Ahora, si a esta concepción republicana la actualizamos -pues la incoporación masiva de derechos humanos y la previsón del control judicial en las constituciones exige otro papel para la judicatura- y la combinamos con la propuesta del constitucionalismo transforamdor, la legitimidad para la función judicial cambia radicalmente. Para Klare, su principal promotor, las juezas deben interpretar la constitución para cumplir su proyecto político transformador, y deben hacerlo de modo sincero y autoconsciente. Así, son responsables por las consecuencias sociales y distributivas de sus decisiones y deben ser juzgadas de acuerdo a éstas. Eso sí, la transformación no es una responsabilidad que las cortes puedan realizar solas, es una tarea para las tres ramas del Estado en colaboración. Y he ahí donde se descubre la doctrina reconstruida de la separación de poderes, que se apoya en un valor central: la coordinación del esfuerzo institucional entre las distintas ramas del Estado al servicio del buen gobierno y el avance de los derechos sociales.
Tras 4 años de esta presidencia, ¿qué podemos concluir respecto al debate sobre separación de poderes?

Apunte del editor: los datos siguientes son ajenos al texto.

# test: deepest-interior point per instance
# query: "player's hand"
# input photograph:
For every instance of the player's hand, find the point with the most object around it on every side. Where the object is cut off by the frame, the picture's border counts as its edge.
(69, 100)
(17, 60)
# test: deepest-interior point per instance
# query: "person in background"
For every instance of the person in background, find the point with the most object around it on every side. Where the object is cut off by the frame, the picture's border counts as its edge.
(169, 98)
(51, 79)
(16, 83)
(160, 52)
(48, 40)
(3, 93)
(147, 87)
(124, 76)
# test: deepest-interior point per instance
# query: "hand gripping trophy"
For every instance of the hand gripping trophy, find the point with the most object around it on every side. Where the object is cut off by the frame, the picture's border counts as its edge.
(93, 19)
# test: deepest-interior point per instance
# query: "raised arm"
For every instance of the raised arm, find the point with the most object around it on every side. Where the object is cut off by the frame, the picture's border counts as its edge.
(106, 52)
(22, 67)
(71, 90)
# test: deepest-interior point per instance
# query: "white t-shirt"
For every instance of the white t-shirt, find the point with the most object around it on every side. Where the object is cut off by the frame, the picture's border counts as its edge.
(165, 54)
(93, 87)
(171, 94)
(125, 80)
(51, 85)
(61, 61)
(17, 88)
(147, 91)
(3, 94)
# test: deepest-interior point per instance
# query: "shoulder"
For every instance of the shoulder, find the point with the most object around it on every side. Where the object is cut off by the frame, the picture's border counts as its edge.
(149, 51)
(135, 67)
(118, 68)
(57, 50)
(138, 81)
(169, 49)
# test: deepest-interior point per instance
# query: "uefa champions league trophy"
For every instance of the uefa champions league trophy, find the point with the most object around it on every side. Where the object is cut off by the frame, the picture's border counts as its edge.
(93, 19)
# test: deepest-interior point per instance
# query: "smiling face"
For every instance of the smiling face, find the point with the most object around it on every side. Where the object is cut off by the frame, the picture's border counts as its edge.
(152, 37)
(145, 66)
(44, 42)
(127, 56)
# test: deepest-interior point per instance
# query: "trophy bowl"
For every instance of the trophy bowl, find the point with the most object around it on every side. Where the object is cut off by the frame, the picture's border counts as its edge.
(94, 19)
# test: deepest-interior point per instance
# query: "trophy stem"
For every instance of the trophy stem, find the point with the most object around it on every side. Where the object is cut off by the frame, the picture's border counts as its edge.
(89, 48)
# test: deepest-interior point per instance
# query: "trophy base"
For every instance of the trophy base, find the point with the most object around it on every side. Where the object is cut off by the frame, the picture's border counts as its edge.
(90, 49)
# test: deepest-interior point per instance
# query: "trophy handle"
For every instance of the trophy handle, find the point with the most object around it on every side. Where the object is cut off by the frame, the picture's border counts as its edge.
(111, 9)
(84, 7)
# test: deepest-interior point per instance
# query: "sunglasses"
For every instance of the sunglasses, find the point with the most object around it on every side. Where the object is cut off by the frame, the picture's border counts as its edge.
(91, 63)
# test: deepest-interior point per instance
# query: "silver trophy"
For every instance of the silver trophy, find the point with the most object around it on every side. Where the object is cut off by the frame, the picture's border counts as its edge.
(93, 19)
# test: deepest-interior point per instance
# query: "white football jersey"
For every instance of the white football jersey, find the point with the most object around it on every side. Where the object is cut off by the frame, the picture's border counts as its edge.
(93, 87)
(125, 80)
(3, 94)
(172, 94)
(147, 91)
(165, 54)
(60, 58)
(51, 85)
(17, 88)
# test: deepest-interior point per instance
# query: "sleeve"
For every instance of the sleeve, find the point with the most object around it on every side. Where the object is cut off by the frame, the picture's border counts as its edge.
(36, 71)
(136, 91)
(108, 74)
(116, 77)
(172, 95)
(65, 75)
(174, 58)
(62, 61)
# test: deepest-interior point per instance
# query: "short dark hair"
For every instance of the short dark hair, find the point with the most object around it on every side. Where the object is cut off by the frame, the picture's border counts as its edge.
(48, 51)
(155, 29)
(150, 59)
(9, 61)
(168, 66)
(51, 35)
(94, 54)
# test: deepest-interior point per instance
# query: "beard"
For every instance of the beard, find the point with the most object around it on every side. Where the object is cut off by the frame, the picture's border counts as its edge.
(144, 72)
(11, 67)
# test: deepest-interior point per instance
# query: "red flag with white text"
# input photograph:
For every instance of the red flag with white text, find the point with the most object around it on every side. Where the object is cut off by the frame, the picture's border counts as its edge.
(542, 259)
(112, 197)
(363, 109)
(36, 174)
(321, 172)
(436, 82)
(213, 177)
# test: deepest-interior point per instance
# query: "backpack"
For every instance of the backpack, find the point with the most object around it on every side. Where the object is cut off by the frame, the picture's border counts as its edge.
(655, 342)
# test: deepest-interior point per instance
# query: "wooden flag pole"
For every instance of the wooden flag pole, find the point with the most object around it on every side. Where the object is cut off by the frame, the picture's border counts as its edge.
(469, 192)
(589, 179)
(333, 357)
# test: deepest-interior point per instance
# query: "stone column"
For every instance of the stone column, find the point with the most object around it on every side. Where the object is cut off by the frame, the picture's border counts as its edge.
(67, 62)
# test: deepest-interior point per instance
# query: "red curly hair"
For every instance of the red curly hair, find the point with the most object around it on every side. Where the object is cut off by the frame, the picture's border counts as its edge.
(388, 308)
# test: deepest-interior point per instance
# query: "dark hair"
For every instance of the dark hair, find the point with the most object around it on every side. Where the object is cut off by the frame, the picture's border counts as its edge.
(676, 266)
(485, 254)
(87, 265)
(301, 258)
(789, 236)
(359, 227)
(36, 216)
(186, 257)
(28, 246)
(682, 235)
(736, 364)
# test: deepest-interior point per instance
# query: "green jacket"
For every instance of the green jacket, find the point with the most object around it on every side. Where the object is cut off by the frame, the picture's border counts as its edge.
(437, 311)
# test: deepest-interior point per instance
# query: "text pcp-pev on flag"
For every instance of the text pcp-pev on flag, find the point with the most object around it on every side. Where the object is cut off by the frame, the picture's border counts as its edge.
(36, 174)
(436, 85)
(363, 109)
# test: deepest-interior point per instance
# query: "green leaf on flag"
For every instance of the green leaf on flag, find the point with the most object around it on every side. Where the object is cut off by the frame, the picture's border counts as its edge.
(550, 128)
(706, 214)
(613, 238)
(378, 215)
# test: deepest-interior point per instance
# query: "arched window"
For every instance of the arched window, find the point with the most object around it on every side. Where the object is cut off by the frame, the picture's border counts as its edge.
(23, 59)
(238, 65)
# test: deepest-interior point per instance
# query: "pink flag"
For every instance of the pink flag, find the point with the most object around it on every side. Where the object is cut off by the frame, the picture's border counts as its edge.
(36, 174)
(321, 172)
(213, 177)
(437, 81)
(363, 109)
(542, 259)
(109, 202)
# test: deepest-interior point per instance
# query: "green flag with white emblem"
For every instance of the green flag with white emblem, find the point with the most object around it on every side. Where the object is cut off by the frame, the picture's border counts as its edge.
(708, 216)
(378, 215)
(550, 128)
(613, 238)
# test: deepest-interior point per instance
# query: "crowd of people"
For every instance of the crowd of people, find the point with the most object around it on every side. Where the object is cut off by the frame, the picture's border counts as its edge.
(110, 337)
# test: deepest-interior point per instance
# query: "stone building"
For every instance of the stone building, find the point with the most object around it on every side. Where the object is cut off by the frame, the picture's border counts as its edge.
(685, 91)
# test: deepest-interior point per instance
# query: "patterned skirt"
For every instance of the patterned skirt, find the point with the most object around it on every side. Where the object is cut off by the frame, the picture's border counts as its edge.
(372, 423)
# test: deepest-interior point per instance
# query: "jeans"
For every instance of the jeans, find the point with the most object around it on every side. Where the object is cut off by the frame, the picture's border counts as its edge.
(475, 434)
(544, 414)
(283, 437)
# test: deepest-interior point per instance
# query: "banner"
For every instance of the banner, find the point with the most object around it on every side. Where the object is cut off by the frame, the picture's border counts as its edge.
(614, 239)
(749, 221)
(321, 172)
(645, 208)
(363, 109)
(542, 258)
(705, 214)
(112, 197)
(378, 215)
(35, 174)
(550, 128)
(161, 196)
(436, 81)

Lo primero, ha de celebrarse la renovación de la discusión constitucional. Las viejas recetas no han dado los frutos que prometían y el constitucionalismo post-liberal, especialmente del sur global, tiene mucho que ofrecer para repensar nuestras instituciones. Segundo, la idea de coordinación entre poderes, en contraposición a la lógica de suma cero, parece más adecuada para constituciones aspiracionales como la mexicana, pero requiere que los 3 poderes estén alineados en sus objetivos. En este sentido, que la judicatura intente ser motor del cambio social, no significa que reemplace al poder político en la dirección de la política pública, sino que debe cooperar con éste. Ahora bien, no parece que esta cooperación se haya dado en sentido transformador. La prioridad del ejecutivo no fue avanzar derechos sociales y en cambio, desmanteló instituciones que servían a estos fines bajo la lógica de austeridad. Por su parte, y por ejemplo, la judicatura avanzó una agenda de igualdad de género que se circunscribió al poder judicial por no encontrar acompañamiento del ejecutivo. Los temas en los que, sin embargo, hubo sinergia -como la reforma judicial- no estuvieron dirigidos al acceso a la justicia o la garantía de los derechos sociales. Por último, evitando un balance circunscrito a cuestiones puntuales, considero que el cambio de narrativa sobre la ingeniería constitucional es positivo, tanto respecto a lo que había antes, como en la medida en que nos da herramientas para evaluar el accionar de los poderes del Estado a futuro, que ojalá sea transformador, en una dirección democrática, participativa e igualitaria.